Impact of Climate Change on Grapevine Genetics and Wine

It is no surprise that our changing climate does not only affect humans. Plants are also greatly impacted by environmental fluctuations, especially grapevines. Viticulture is the farming of grapevines used in winemaking and this agricultural system is recognized as an indicator of climate change due to its climate sensitivity; the lifecycle of grapevines, is so closely linked to temperature that it has been used to study past climates and predict future effects (Duchêne, 2016; Mosedale et al., 2016). Further, the climate also impacts the genetic constitution of grapevines, and therefore affects wine taste and quality (Pons et al., 2017; Nicolosi et al., 2022).

Fluctuations in different environmental conditions, such as temperature, impacts gene expression within plants (Rienth et al., 2016). These genotypic changes alter the vine phenotype, where the phenotype represents visible attributes resulting from the effect of environment on organism genetics. Vitis vinifera is a common grapevine used in the wine industry and this species displays immense phenotypic plasticity (the vine’s ability to change due to environmental inputs) (West-Eberhard, 2008; Dago et al., 2010) (Figure 1). Further, V. vinifera has the ability to produce different wines due to differing berry quality based on the environment where it is cultivated (Dago et al., 2010). DNA methylation, the addition of methyl groups to genetic material within cells, holds an important role in phenotypic plasticity (Varela et al., 2021). Methylation has the ability to regulate gene expression within grapevines and affect aspects relating to growth and development (Marfil et al., 2019; Varela et al., 2021).  These changes ultimately impact the fruit and therefore, wine quality (Marfil et al., 2019).

Figure 1: Phenotypic differences in leaves of V. vinifera species. Pino gris leaves are wider (A), where as Merlot leaves appear more segmented with indents in the leaves (B) (Merlot leaf, 2007; Casamance, 2016).

Phenology refers to the timing of recurrent biological or lifecycle events and event timing due to abiotic and biotic factors (Liang, 2019). An example of grapevine phenology is the timing of fruit ripening, referred to as véraison (Warren, Price and Jenkins, 2021, p.4). With increasing global temperature changes, véraison is occurring earlier in the growing season and the higher temperatures cause impacts on fruit quality (Hansen et al., 2006; Duchêne, 2016). Throughout the growing season the acidity and sugar content of grapes change; the higher temperatures increase the rate at which grape acidity declines due to accelerated malic acid degradation upon the accumulation of sugar (Duchêne, 2016; Rienth et al., 2016). Acid decrease, in addition to pigmentation alterations through changes in anthocyanin amounts, and differences in aromatics, are among the most important aspects of global temperature increase and climate change as it relates to the wine industry (Rienth et al., 2016).

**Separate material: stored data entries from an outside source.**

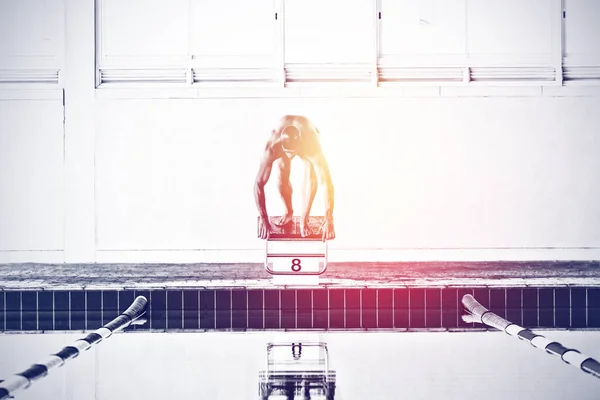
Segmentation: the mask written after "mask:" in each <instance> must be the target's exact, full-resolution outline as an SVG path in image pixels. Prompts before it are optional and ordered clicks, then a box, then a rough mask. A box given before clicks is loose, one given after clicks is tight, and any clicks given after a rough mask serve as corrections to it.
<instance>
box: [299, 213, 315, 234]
mask: <svg viewBox="0 0 600 400" xmlns="http://www.w3.org/2000/svg"><path fill="white" fill-rule="evenodd" d="M310 235H312V229H310V226H309V225H308V217H305V218H302V223H301V224H300V236H302V237H307V236H310Z"/></svg>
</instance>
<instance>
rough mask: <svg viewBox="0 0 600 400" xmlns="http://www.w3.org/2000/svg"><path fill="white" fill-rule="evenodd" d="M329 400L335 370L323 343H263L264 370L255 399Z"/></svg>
mask: <svg viewBox="0 0 600 400" xmlns="http://www.w3.org/2000/svg"><path fill="white" fill-rule="evenodd" d="M281 396H283V398H284V399H286V400H294V399H298V398H300V399H302V400H316V399H319V400H320V399H323V400H333V399H334V398H335V371H332V370H330V369H329V352H328V349H327V343H324V342H279V343H273V342H271V343H268V344H267V360H266V370H265V371H260V373H259V398H260V399H261V400H271V399H275V398H281Z"/></svg>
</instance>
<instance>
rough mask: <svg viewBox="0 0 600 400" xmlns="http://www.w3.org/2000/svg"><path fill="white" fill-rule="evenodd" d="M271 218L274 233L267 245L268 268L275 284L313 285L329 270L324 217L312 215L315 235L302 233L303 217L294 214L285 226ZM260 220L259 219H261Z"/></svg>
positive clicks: (313, 228)
mask: <svg viewBox="0 0 600 400" xmlns="http://www.w3.org/2000/svg"><path fill="white" fill-rule="evenodd" d="M278 218H279V217H270V218H269V222H270V223H271V227H272V228H271V229H272V230H271V234H270V237H269V239H268V240H266V244H265V269H266V270H267V272H268V273H269V274H271V275H272V276H273V284H275V285H287V286H307V285H308V286H314V285H318V284H319V276H320V275H322V274H323V273H324V272H325V271H326V270H327V241H323V240H322V232H320V231H319V227H320V226H321V224H322V222H323V219H324V217H309V221H308V223H309V226H310V228H311V231H312V235H310V236H308V237H302V236H301V234H300V217H294V218H293V220H292V221H291V222H290V223H289V224H288V225H286V226H285V227H278V226H276V225H275V222H276V221H277V220H278ZM259 223H260V221H259Z"/></svg>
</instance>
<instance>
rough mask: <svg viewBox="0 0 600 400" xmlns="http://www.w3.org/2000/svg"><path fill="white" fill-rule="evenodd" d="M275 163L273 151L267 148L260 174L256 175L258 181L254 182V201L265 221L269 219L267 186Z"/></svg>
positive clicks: (262, 162) (262, 217)
mask: <svg viewBox="0 0 600 400" xmlns="http://www.w3.org/2000/svg"><path fill="white" fill-rule="evenodd" d="M273 161H274V160H273V156H272V154H271V151H270V150H269V149H268V148H266V149H265V152H264V153H263V157H262V159H261V161H260V167H259V169H258V174H257V175H256V180H255V182H254V201H255V202H256V207H257V208H258V213H259V215H260V217H261V218H262V219H263V220H264V221H266V220H267V219H268V215H267V204H266V200H265V185H266V184H267V182H268V181H269V177H270V176H271V169H272V167H273Z"/></svg>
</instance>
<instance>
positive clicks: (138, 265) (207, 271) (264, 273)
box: [0, 261, 600, 290]
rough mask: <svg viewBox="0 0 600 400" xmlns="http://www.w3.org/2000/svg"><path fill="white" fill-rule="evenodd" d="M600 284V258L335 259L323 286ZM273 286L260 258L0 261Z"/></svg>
mask: <svg viewBox="0 0 600 400" xmlns="http://www.w3.org/2000/svg"><path fill="white" fill-rule="evenodd" d="M564 285H569V286H588V287H589V286H599V287H600V261H573V262H565V261H556V262H553V261H540V262H531V261H523V262H393V263H392V262H389V263H388V262H386V263H373V262H367V263H331V264H329V266H328V268H327V271H326V272H325V273H324V274H323V275H322V276H321V277H320V279H319V286H323V287H402V286H418V287H444V286H471V287H473V286H511V287H514V286H538V287H539V286H564ZM209 287H210V288H234V287H237V288H242V287H243V288H274V287H280V286H274V285H273V283H272V279H271V276H270V275H269V274H268V273H267V272H266V271H265V269H264V266H263V265H262V264H256V263H236V264H199V263H195V264H35V263H25V264H0V290H27V289H32V290H44V289H49V290H57V289H68V290H74V289H84V290H90V289H133V288H147V289H153V288H156V289H159V288H209Z"/></svg>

As a result of viticulture being a high-income agriculture sector, effects of climate change on grapevines have been well studied and have become a common indicator of environmental change. The phenotypic plasticity of grapevines means that temperature increases have the potential to cause huge effects on the wine industry. However, it is not yet known if these impacts will increase or decrease wine quality.